Bahkan, bila berandai-andai akan terjadi perang, Sujiwo Tejo yang sempat berduet dengan pianis jazz Australia, Paul Grabowsky, mengatakan Indonesia akan kalah karena Australia sudah menguasai informasi tentang Indonesia. Banyak sekali pakar Indonesia, katanya, yang tahu isi perut Indonesia.
“Di sini ada yang menguasai budaya kekerasan di Bali dan Paul Thomas yang menguasai penerjemahan Bugis. Sementara kami orang-orang Indonesia mungkin tidak tahu banyak informasi tentang Australia,” tambah Sujiwo Tejo.
Tejo mengaku heran dengan banyaknya mahasiswa-mahasiwa Indonesia yang belajar di Australia hingga jenjang S-3 akan tetapi penelitian yang dilakukan justru mengenai Indonesia, misalnya penelitian tentang NU, atau partai-partai Islam dan demokrasi di Indonesia.  Padahal, menurutnya, bila mahasiswa Indonesia melakukan penelitian tentang Australia tentu akan banyak informasi Australia yang bisa dibawa pulang.
Seharusnya, menurut Sujiwo Tejo, ada keseimbangan antara informasi yang dipunyai Australia dan Indonesia, sebab, di masa depan, siapa yang menguasai informasi maka akan mudah menang dalam kondisi apa pun.

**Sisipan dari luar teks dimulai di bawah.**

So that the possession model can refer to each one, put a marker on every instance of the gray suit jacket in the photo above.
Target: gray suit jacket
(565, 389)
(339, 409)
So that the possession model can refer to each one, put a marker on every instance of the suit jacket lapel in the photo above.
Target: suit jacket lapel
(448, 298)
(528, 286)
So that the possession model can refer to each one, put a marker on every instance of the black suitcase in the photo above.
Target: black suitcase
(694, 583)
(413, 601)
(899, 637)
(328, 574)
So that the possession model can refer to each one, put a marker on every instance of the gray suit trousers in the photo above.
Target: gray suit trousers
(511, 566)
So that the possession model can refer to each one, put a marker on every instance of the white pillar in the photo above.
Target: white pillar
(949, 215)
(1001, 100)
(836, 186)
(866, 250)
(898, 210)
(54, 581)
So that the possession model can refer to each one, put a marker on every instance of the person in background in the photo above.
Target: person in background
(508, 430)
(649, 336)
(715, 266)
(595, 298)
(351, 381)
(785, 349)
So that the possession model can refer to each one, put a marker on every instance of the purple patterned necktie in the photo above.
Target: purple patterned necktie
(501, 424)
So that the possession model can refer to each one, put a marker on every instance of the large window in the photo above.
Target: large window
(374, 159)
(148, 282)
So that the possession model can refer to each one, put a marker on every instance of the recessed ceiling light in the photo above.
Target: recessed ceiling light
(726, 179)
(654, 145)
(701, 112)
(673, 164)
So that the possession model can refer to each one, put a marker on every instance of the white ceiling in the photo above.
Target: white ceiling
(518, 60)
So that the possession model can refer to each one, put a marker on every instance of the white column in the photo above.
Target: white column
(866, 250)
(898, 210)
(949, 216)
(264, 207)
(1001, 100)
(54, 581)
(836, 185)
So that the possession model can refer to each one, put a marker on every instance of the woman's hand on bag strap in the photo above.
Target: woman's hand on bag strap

“Saya kaget ternyata ada orang yang meneliti budaya nongkrong dan juga Rhoma Irama. Ini hal kecil, namun mereka mau menelitinya,” ujar Tejo.
Namun Sujiwo Tejo optimis, hubungan antar pribadi yang dijalin lewat peneliti dan seniman antar bangsa akan mengantar hubungan Indonesia dan Australia menuju posisi yang semakin menguat.